Actors Theatre has been working with Overture+, a new streaming service dedicated to working with local theatre groups to showcase its productions.

LOUISVILLE, Ky. — If you want to watch Actors Theatre Louisville's production of "Erma Bombeck: At Wit's End" this week, you won't be doing it inside the theater hall on Main Street. Instead, you can watch the play streamed into your own home.

"This is not a stopgap measure," Actors Theatre Director of Communications Elizabeth Greenfield said. "This is really the next phase of the American theatre, and specifically for Actors Theatre Louisville, really key to the way we will be fulfilling our mission moving forward."

According to Greenfield, Actors Theatre decided to pivot towards streaming its production just weeks after being shut down last March by the coronavirus pandemic.

"All of a sudden the barriers to access about you had to be in Louisville in a chair at a certain time on a certain night, with those barriers eroded, we were able to share our work with folks all over the country, all over the world," she said.

Actors Theatre has been working with Overture+, a new streaming service dedicated to working with local theatre groups to showcase its productions. Theaters working with Overture+ can also add other theaters' productions to their own digital season, which is what a local theater in Pennsylvania has done with Actors Theatre's production of "Erma Bombeck" after having to cancel its own show last year.

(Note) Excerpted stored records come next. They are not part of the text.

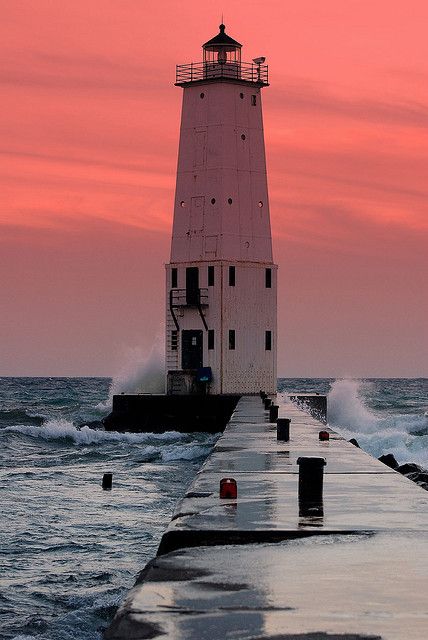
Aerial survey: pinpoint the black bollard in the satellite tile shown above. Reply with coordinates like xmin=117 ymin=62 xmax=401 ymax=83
xmin=101 ymin=473 xmax=113 ymax=489
xmin=269 ymin=404 xmax=279 ymax=422
xmin=297 ymin=456 xmax=327 ymax=516
xmin=220 ymin=478 xmax=238 ymax=500
xmin=263 ymin=398 xmax=272 ymax=411
xmin=276 ymin=418 xmax=290 ymax=442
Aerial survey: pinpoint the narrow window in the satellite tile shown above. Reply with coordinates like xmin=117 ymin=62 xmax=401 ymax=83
xmin=208 ymin=266 xmax=214 ymax=287
xmin=208 ymin=329 xmax=214 ymax=351
xmin=229 ymin=267 xmax=235 ymax=287
xmin=229 ymin=329 xmax=235 ymax=351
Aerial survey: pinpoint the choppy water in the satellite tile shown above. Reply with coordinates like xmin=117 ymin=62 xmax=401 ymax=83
xmin=0 ymin=378 xmax=428 ymax=640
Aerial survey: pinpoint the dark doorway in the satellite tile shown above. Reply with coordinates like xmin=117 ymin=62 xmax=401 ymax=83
xmin=181 ymin=330 xmax=203 ymax=369
xmin=186 ymin=267 xmax=199 ymax=306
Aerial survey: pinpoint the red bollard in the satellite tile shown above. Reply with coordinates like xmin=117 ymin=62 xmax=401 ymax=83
xmin=220 ymin=478 xmax=238 ymax=500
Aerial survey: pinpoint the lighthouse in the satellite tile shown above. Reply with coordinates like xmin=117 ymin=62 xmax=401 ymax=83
xmin=166 ymin=24 xmax=277 ymax=395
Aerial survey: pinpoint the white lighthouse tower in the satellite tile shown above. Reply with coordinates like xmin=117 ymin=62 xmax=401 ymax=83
xmin=166 ymin=24 xmax=277 ymax=394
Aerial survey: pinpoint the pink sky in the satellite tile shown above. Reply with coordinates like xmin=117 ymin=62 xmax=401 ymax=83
xmin=0 ymin=0 xmax=428 ymax=377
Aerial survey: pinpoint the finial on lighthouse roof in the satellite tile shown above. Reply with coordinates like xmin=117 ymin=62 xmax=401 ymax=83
xmin=202 ymin=23 xmax=242 ymax=49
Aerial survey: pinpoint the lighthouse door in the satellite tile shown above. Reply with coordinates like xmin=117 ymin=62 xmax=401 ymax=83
xmin=181 ymin=329 xmax=203 ymax=369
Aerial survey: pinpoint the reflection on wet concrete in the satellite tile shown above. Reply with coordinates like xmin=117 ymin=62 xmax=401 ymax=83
xmin=106 ymin=398 xmax=428 ymax=640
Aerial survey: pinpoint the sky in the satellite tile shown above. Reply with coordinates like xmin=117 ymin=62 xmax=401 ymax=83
xmin=0 ymin=0 xmax=428 ymax=377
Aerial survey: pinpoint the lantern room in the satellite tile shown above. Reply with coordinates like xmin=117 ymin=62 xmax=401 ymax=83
xmin=202 ymin=24 xmax=242 ymax=66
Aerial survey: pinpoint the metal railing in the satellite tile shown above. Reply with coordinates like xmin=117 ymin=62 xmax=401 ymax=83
xmin=175 ymin=62 xmax=269 ymax=85
xmin=171 ymin=289 xmax=208 ymax=308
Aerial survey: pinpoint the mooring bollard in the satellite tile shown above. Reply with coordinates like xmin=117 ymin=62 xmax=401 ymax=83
xmin=276 ymin=418 xmax=291 ymax=442
xmin=101 ymin=473 xmax=113 ymax=489
xmin=220 ymin=478 xmax=238 ymax=500
xmin=297 ymin=456 xmax=327 ymax=516
xmin=269 ymin=404 xmax=279 ymax=422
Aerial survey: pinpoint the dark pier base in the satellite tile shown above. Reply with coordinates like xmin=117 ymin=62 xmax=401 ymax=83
xmin=103 ymin=394 xmax=240 ymax=433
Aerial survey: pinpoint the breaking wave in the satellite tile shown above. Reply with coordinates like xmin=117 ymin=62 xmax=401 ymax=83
xmin=0 ymin=409 xmax=44 ymax=425
xmin=4 ymin=419 xmax=217 ymax=462
xmin=328 ymin=380 xmax=428 ymax=467
xmin=96 ymin=338 xmax=165 ymax=412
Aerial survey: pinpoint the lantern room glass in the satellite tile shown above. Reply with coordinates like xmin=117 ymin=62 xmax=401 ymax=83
xmin=204 ymin=44 xmax=241 ymax=65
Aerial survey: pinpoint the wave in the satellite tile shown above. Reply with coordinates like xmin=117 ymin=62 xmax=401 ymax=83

"It's really been interesting to see this shift now to beautiful content that's being filmed directly for streaming and figuring out how streaming is actually going to play into our industry as we continue to work through this and reopen," Overture+ co-founder and chief operating officer Ashley Dinges said.

The pandemic has devastated the theatre and entertainment industry over the last year. Greenfield said Actors Theatre is down 90% of its staff, but being able to stream its productions has been a silver lining.

"The impact can't be understated," she said. "It has been an absolute decimation of the industry, and out of that has emerged some incredible innovation."

Streaming will likely not disappear whenever the pandemic does, according to Greenfield and Dinges, who both believe theatre will move into a hybrid process that will marry an online experience with the traditional in-person one.

"This is not something that we would have ever been able to do prior to COVID, so there is this really amazing tide that's turning," Dinges said.

"Erma Bombeck: At Wit's End" will be available for streaming through Thursday, Jan. 28.